CodeRabbit Configuration File (.coderabbit.yaml)
- You can programmatically configure CodeRabbit by adding a
.coderabbit.yamlfile to the root of your repository. - Please see the configuration documentation for more information.
- If your editor has YAML language server enabled, you can add the path at the top of this file to enable auto-completion and validation:
# yaml-language-server: $schema=https://coderabbit.ai/integrations/schema.v2.json
Documentation and Community
- Visit our Documentation for detailed information on how to use CodeRabbit.
- Join our Discord Community to get help, request features, and share feedback.
- Follow us on X/Twitter for updates and announcements.
I'll continue next week
@fgvieira I think I am done with this wrapper.
I've left commented the part about outputting extra files from bowtie2 (metrics, unaligned, unpaired, concordant and unconcordant).
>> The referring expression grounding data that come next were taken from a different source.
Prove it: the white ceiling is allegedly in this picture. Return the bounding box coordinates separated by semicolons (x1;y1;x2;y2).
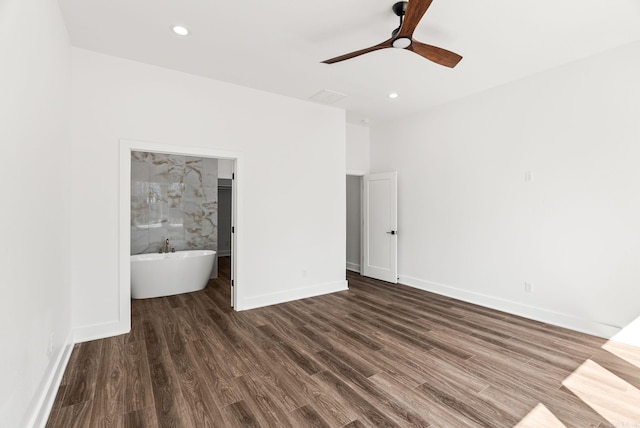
58;0;640;125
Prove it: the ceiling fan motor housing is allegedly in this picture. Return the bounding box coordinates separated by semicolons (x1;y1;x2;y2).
392;37;412;48
392;1;408;17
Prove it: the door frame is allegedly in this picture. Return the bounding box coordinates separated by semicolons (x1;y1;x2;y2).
346;172;365;274
119;139;242;333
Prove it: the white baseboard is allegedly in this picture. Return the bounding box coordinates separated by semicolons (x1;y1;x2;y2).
73;320;129;344
346;262;360;273
237;280;348;311
399;274;621;339
28;331;74;428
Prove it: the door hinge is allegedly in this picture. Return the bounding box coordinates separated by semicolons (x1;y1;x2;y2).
232;226;235;233
232;173;235;180
231;279;234;287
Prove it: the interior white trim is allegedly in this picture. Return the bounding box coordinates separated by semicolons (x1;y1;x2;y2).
346;262;360;273
238;280;348;311
27;331;74;428
399;274;621;339
119;139;243;334
346;170;366;176
73;320;126;344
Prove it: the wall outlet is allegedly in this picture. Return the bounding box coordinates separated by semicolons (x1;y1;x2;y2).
524;282;534;293
47;332;54;359
524;170;534;182
302;268;307;278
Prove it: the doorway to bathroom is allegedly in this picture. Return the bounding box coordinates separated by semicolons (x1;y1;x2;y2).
120;139;241;333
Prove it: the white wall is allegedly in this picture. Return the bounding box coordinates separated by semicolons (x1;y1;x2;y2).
71;49;347;338
346;123;370;174
371;41;640;337
345;123;369;273
0;0;73;426
346;176;361;272
218;158;234;179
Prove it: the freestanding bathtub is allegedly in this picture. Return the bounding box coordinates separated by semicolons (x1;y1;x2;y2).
131;250;216;299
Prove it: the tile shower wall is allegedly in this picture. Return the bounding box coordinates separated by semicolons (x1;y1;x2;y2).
131;151;218;275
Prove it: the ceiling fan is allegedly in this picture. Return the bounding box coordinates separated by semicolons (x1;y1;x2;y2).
322;0;462;68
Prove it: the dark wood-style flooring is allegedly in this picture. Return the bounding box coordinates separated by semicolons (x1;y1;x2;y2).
46;257;640;427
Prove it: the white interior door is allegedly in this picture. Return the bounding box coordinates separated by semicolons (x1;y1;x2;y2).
362;172;398;283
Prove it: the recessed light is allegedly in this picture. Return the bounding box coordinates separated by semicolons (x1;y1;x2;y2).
388;92;399;99
172;26;189;36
Some of them introduce a lot of complexity in the code because bowtie can output 1 or 2 fastq files depending on if the input is SE or PE. These files can be easily obtained with samtools view and samtools fastq. Also if you want gzipped files you have to use different flags (--un-conc becomes --un-conc-gz or --un-conc-bz2). It is a headache.
Let me know if you want me to keep that functionality on to uncomment it.
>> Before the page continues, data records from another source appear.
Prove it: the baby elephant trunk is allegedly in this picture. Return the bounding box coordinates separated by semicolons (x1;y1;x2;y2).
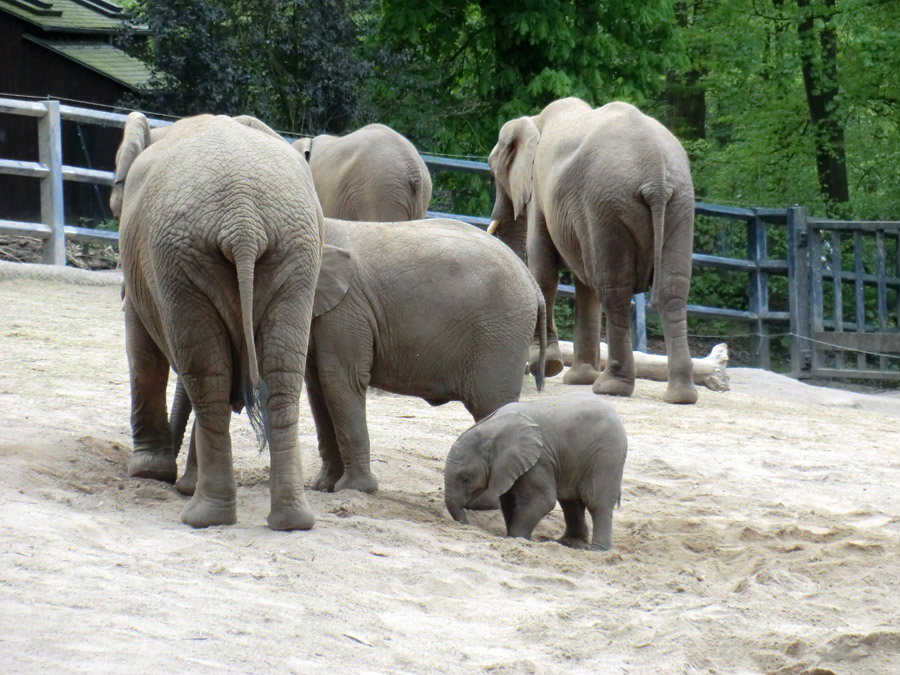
445;495;469;525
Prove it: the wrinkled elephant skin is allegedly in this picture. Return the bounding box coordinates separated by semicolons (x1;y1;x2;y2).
112;112;324;530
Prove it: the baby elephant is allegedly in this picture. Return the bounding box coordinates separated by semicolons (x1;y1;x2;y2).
444;393;627;551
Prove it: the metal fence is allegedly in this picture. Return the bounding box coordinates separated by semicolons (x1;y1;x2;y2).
2;96;899;381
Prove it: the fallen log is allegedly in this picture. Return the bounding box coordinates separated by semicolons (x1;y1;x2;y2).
557;341;730;392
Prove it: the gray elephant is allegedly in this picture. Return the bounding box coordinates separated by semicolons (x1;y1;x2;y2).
444;393;627;551
488;97;697;404
112;111;334;530
292;123;432;221
174;217;547;497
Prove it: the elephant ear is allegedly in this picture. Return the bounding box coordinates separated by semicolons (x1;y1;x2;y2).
292;137;313;161
232;115;286;142
489;117;540;220
484;411;545;500
109;111;152;218
313;244;355;318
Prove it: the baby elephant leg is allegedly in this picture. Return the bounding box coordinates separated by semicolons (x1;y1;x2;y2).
557;499;591;550
500;463;557;540
589;504;615;551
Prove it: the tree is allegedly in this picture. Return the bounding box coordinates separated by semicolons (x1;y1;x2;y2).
372;1;685;155
123;0;369;135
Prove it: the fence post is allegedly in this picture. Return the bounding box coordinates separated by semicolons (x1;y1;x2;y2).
747;212;770;369
787;206;811;378
38;100;66;265
632;293;647;352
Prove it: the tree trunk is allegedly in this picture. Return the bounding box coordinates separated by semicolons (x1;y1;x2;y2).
796;0;850;216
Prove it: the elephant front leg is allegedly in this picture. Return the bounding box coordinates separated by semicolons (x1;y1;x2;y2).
502;464;557;540
564;278;603;385
175;423;197;496
527;211;564;377
305;365;344;492
592;298;635;398
124;300;177;483
557;499;591;549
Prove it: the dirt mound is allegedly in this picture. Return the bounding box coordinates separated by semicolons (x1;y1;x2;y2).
1;268;899;673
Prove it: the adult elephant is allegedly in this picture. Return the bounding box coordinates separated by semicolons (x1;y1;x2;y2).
292;123;432;221
487;97;697;404
173;217;546;497
111;112;340;529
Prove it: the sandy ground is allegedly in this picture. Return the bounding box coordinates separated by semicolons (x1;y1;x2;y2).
1;261;899;674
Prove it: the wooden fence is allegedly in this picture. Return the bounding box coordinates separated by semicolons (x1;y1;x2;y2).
2;96;898;381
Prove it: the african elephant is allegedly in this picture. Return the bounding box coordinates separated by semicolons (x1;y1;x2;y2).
111;111;334;530
444;393;627;551
488;97;697;404
292;123;432;221
173;217;547;497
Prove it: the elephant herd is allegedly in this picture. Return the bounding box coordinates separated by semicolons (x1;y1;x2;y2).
110;97;697;550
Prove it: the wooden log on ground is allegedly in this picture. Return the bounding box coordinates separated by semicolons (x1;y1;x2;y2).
557;341;730;392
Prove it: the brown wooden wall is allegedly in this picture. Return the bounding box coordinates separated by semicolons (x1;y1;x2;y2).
1;11;130;224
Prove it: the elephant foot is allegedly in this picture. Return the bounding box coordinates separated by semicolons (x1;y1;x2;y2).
563;362;602;385
128;450;177;484
334;470;379;494
557;535;591;550
310;466;342;492
592;372;634;398
175;465;197;496
267;502;316;531
180;494;237;528
530;342;564;378
663;382;699;405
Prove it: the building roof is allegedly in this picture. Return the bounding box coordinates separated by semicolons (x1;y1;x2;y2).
26;36;155;89
0;0;145;34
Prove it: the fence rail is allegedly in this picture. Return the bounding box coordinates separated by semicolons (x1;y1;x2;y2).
2;96;898;381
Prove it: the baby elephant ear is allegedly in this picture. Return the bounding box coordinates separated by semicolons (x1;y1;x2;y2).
313;244;355;318
485;411;544;500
It seems you still have un-pushed commits. Can you push them?
I don't understand. All my commits are on the bowtie2_sort branch. I have nothing else pending to push in my computer.
I clicked the Update Branch button. I hope it was that.
On the environment.yaml file, the patch versions are not pinned (see my comments).
I see that we both removed the patch number, but in a comment later you appended the one for picard-slim:
- picard-slim =3.3.0
Is that correct? That one has to be fixed to 3.3.0?
Ok. I see other wrappers with picard-slim =3.3.0. Fixing that and repinning everything.
but also bowtie2 and wrapper utils
Ok. Pinned everything with the exception of samtools. The pin file stays the same after that.
Why the total re-write of the wrapper? As I see it, you only needed to add the logic for picard, like (for example) in the bwa wrapper:
https://github.com/snakemake/snakemake-wrappers/blob/7b6aa5ce164a4f1c45716ae9c56dbe6d330c08f3/bio/bwa/mem/wrapper.py#L43-L66
and change the line: https://github.com/snakemake/snakemake-wrappers/blob/7b6aa5ce164a4f1c45716ae9c56dbe6d330c08f3/bio/bowtie2/align/wrapper.py#L97
My initial plan was to just do either samtools view or sort, but I saw the wrapper from bwa-mem2 and I saw that it could be done for sam, bam and cram, sorted and unsorted, and with samtools and picard.
But bwa-mem2 only aligns and generates the sam file. Bowtie2 can produce extra outputs.
And now you brought to my attention fgbio SortSam.
And there are wrappers specific to a single sort program like bwa-mem2 and samblaster
What is the official view from snakemake wrappers? A monolithic wrapper htat handles multiple tool combinations, or multiple silly wrappers?
If we go through the silly wrappers, we can delete 100+ lines of code just for validation.
If it is just different sorting programs, I'd say a single wrapper. @johanneskoester what do you think?
I would view this from the user perspective. Since it is so common to sort after alignment, it is nice to have a reasonable default for that direcly built into a wrapper. But we don't need to support all combinations. Just the current state of the art (i.e. the fastest sorter) that supports all relevant output files (bam and cram).
This PR was marked as stale because it has been open for 6 months with no activity.